Publishers and children, like the rest of the world, are always in search of the perfect ending. For them, these blends of text and illustration, all published during 1980, seem destined to live happily ever after:
∙The Unique World of Mitsumasa Anno: Selected Works (1968 to 1977); Philomel Books; $19.95. Visual puns, puzzles, games and tricks by the Escher of Japan.
∙Fables by Arnold Lobel; Harper & Row; $8.95. A superstar of the genre continues the work of the fabulous Aesop.
∙Gorky Rises by William Steig; Farrar, Straus and Giroux; $10.95. As a frog learns to fly he gives lessons in pure delight.
-Dogs and Dragons, Trees and Dreams by Karla Kuskin; Harper & Row; $8.95. A sparkling poet introduces the astonishments and rewards of reading and writing verse.

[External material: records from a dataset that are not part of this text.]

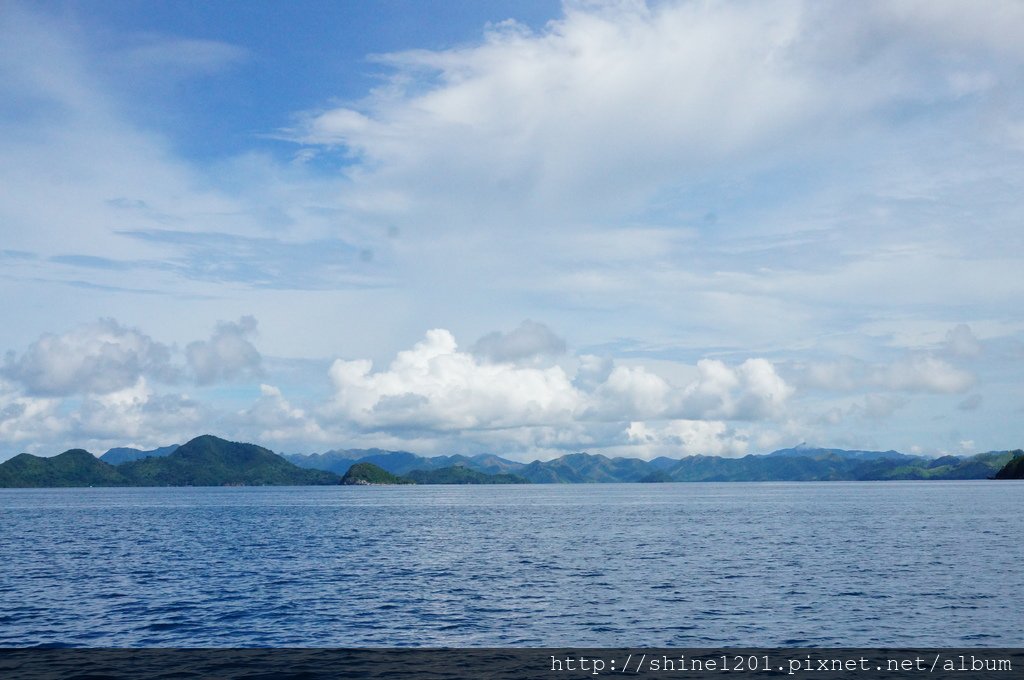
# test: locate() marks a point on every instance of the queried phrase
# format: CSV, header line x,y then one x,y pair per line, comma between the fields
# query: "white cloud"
x,y
228,354
529,341
752,390
923,373
915,372
434,385
275,420
961,341
100,357
690,437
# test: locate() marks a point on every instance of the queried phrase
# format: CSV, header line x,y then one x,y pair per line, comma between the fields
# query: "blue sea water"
x,y
699,564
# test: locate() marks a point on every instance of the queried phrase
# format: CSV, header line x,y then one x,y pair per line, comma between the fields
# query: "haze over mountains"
x,y
210,461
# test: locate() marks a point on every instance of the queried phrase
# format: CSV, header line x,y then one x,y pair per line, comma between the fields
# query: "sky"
x,y
527,227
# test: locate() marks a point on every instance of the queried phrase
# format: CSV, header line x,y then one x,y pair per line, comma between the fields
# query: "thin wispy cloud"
x,y
641,228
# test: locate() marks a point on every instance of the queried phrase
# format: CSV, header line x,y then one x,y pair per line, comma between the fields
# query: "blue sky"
x,y
520,227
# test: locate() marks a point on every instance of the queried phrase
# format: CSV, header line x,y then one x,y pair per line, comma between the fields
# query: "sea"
x,y
866,564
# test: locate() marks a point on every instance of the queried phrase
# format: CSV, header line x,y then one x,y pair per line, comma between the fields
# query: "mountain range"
x,y
798,464
211,461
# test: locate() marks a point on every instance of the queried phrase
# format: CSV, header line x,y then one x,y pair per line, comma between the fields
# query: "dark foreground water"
x,y
767,564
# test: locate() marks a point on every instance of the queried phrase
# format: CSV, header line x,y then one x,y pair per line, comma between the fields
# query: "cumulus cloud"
x,y
971,404
961,341
276,420
434,385
99,357
228,354
752,390
687,437
529,341
915,372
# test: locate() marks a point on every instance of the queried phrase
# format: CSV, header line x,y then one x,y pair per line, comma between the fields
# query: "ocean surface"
x,y
919,563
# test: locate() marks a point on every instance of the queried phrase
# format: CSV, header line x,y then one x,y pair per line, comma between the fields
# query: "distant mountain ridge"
x,y
211,461
800,463
126,455
205,461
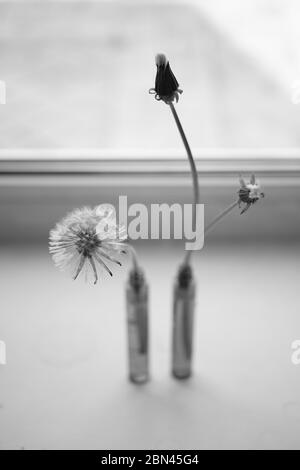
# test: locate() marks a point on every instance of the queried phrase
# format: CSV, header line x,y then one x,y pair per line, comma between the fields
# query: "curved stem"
x,y
134,256
193,170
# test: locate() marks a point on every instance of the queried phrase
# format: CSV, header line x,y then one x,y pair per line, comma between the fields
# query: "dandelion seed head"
x,y
86,240
166,86
249,193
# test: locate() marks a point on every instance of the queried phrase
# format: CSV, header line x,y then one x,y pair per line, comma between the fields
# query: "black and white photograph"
x,y
149,228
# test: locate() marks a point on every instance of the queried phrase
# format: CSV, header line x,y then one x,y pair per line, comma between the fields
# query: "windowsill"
x,y
217,167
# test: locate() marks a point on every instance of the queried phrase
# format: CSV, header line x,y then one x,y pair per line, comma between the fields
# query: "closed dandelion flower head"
x,y
249,193
166,86
87,240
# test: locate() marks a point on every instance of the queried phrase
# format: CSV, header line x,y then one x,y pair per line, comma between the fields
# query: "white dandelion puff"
x,y
88,239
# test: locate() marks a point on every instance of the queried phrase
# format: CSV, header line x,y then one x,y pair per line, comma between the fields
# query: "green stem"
x,y
194,173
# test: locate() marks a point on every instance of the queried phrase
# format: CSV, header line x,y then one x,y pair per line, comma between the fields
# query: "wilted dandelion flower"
x,y
249,193
86,239
166,85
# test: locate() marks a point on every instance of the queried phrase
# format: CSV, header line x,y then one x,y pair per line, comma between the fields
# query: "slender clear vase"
x,y
137,324
183,321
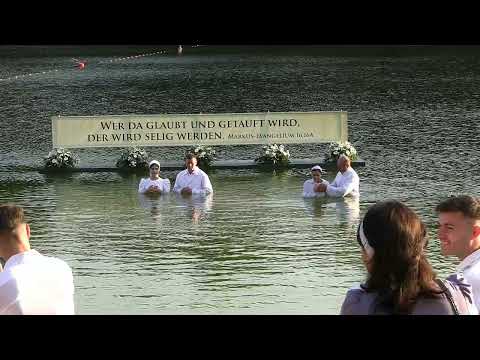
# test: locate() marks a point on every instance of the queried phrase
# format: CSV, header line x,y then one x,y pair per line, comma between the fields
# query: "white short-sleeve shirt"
x,y
162,184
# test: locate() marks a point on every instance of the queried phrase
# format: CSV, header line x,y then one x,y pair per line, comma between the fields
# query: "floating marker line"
x,y
15,77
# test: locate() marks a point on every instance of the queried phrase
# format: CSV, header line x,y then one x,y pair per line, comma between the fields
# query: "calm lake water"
x,y
255,247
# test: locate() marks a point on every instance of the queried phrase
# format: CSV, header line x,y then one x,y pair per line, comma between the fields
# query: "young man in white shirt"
x,y
459,234
30,283
346,183
192,180
154,184
310,186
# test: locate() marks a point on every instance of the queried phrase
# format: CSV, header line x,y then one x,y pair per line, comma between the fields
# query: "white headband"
x,y
366,246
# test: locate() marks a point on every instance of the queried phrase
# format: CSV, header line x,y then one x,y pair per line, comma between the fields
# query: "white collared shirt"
x,y
345,184
163,185
308,190
33,284
198,181
470,267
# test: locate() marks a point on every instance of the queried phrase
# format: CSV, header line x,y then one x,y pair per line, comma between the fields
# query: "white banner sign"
x,y
198,129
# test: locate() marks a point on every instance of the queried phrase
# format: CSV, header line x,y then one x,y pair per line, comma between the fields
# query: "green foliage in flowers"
x,y
205,155
60,159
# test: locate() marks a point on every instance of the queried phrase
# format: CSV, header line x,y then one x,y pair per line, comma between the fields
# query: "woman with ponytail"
x,y
400,280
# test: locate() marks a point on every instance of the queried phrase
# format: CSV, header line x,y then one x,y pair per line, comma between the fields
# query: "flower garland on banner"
x,y
274,155
205,155
133,158
60,159
335,149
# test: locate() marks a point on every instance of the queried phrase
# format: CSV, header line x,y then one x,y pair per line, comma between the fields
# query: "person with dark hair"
x,y
30,283
400,280
154,184
192,180
459,234
346,183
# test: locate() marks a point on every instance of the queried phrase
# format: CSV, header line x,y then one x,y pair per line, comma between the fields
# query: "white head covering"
x,y
363,239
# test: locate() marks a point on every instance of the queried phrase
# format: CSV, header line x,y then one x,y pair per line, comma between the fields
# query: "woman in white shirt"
x,y
154,184
310,187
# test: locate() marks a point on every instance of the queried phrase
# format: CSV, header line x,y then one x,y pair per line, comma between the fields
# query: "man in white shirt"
x,y
346,183
192,180
30,283
459,234
310,186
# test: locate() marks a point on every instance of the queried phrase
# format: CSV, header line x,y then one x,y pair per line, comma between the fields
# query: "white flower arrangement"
x,y
60,159
205,154
274,155
335,149
133,158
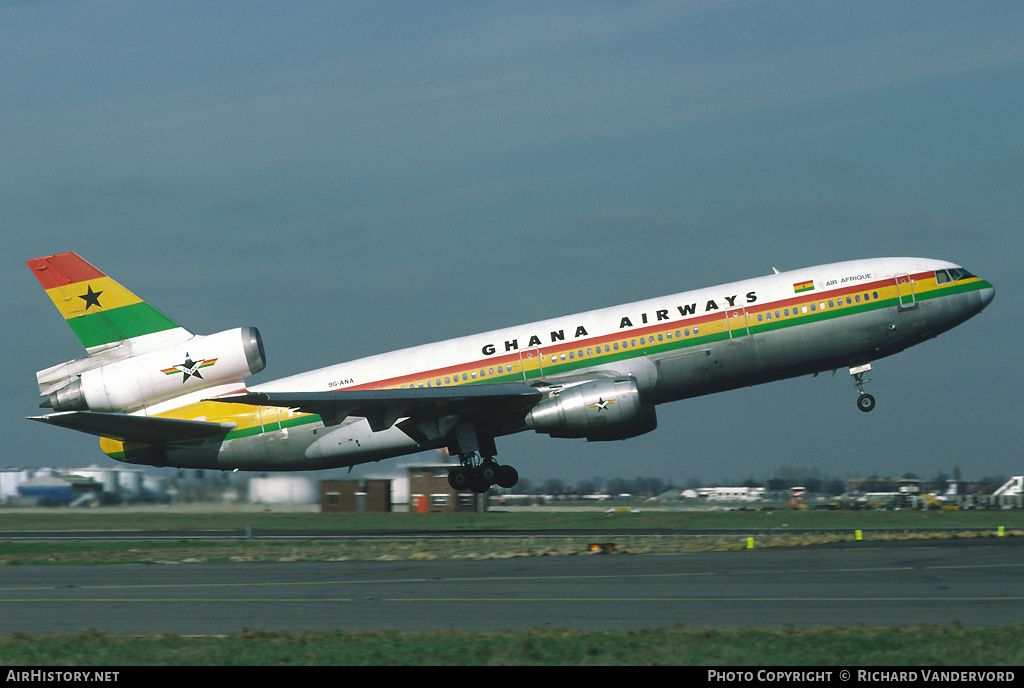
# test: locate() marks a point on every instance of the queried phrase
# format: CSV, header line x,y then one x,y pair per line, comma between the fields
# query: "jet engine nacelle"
x,y
158,376
598,411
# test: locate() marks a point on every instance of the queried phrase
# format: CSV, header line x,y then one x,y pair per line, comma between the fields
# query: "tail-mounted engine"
x,y
598,411
143,380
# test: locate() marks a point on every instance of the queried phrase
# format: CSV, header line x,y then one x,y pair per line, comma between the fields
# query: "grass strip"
x,y
856,646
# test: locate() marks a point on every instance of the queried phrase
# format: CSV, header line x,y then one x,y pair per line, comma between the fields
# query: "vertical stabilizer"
x,y
101,312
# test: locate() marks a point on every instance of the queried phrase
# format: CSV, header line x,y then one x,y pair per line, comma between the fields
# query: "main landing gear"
x,y
479,475
864,400
478,470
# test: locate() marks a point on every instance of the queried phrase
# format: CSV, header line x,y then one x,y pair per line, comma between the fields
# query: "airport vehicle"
x,y
158,394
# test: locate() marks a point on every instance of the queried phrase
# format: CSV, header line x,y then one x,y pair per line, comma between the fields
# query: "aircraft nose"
x,y
987,294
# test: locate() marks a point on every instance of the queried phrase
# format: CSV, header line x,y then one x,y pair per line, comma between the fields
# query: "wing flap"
x,y
143,429
383,407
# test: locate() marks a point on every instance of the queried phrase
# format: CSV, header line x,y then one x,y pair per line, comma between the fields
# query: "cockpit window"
x,y
952,274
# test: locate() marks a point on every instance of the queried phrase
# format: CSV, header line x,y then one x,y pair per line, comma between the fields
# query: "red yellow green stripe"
x,y
802,287
98,310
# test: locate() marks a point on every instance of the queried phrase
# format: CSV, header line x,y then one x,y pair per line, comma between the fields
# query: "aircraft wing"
x,y
145,429
383,407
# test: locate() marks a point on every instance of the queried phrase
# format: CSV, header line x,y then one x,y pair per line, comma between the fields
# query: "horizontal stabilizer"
x,y
143,429
382,407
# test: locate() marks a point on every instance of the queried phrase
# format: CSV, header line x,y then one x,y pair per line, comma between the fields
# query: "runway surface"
x,y
974,583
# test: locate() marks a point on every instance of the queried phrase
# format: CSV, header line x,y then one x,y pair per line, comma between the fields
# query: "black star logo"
x,y
91,298
189,369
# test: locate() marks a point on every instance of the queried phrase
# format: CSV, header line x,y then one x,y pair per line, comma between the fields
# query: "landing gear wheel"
x,y
487,472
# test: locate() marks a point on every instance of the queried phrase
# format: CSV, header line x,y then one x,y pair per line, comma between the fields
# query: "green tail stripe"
x,y
120,324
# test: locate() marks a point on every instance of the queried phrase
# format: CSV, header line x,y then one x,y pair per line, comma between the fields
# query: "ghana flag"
x,y
99,310
802,287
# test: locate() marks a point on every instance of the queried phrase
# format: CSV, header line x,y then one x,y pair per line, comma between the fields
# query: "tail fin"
x,y
101,312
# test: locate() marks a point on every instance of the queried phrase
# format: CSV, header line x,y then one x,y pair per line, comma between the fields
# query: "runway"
x,y
974,583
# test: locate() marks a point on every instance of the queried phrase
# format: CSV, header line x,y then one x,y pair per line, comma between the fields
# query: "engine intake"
x,y
141,381
598,411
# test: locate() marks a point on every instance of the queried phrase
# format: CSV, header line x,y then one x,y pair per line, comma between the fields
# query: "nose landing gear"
x,y
864,400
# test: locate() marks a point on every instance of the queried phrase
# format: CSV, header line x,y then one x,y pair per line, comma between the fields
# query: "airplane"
x,y
158,394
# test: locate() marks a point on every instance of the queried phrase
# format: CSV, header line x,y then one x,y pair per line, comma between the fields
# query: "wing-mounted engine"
x,y
143,380
597,411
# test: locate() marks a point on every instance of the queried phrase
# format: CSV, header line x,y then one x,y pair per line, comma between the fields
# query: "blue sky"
x,y
356,177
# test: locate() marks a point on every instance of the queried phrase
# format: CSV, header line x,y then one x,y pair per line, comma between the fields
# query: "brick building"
x,y
355,496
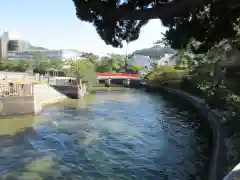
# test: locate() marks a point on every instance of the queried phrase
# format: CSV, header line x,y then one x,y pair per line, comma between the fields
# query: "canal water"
x,y
128,135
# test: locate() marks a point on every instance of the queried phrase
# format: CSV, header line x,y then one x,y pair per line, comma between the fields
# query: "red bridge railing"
x,y
119,74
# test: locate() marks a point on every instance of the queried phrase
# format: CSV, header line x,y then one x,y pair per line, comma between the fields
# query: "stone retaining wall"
x,y
17,105
43,94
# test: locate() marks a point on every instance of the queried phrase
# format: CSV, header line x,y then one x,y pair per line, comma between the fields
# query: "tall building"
x,y
4,45
18,45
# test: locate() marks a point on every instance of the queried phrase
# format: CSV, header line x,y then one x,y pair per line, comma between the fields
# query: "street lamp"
x,y
126,57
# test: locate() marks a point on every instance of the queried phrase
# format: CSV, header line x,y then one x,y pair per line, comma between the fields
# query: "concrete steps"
x,y
45,94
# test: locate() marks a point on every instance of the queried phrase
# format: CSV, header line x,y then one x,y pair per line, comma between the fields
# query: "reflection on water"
x,y
112,135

∙Unbuilding by David Macaulay; Houghton Mifflin Co.; $9.95. An architect shows how a skyscraper—the Empire State Building—is dismantled floor by floor. Smashing.
∙The Heavenly Zoo by Alison Lurie; pictures by Monika Beisner; Farrar, Straus and Giroux; $9.95. The story of the constellations, told by a novelist who never looks down at her subject or on her audience.
∙Peter and the Wolf; illustrated by Erna Voigt; David R. Godine; $10. Prokofiev’s merry tale sans music but accompanied by glowing comic illustrations.
∙An Artist by M.B. Goffstein; Harper & Row; $7.95. A sly introduction to art through the life of a little painter who looks very much like Monet.
∙The Children’s Picture Book by Ernest Nister; Delacorte Press; $6.95. Reproduction of an 1896 pop-up book, featuring a cat academy, a duck militia and a three-dimensional supporting cast.
∙A Child’s Christmas in Wales by Dylan Thomas; illustrated by Edward Ardizzone; David R. Godine; $10.95. Two masters re-create a vanished world of Christmas Day in a small Welsh town.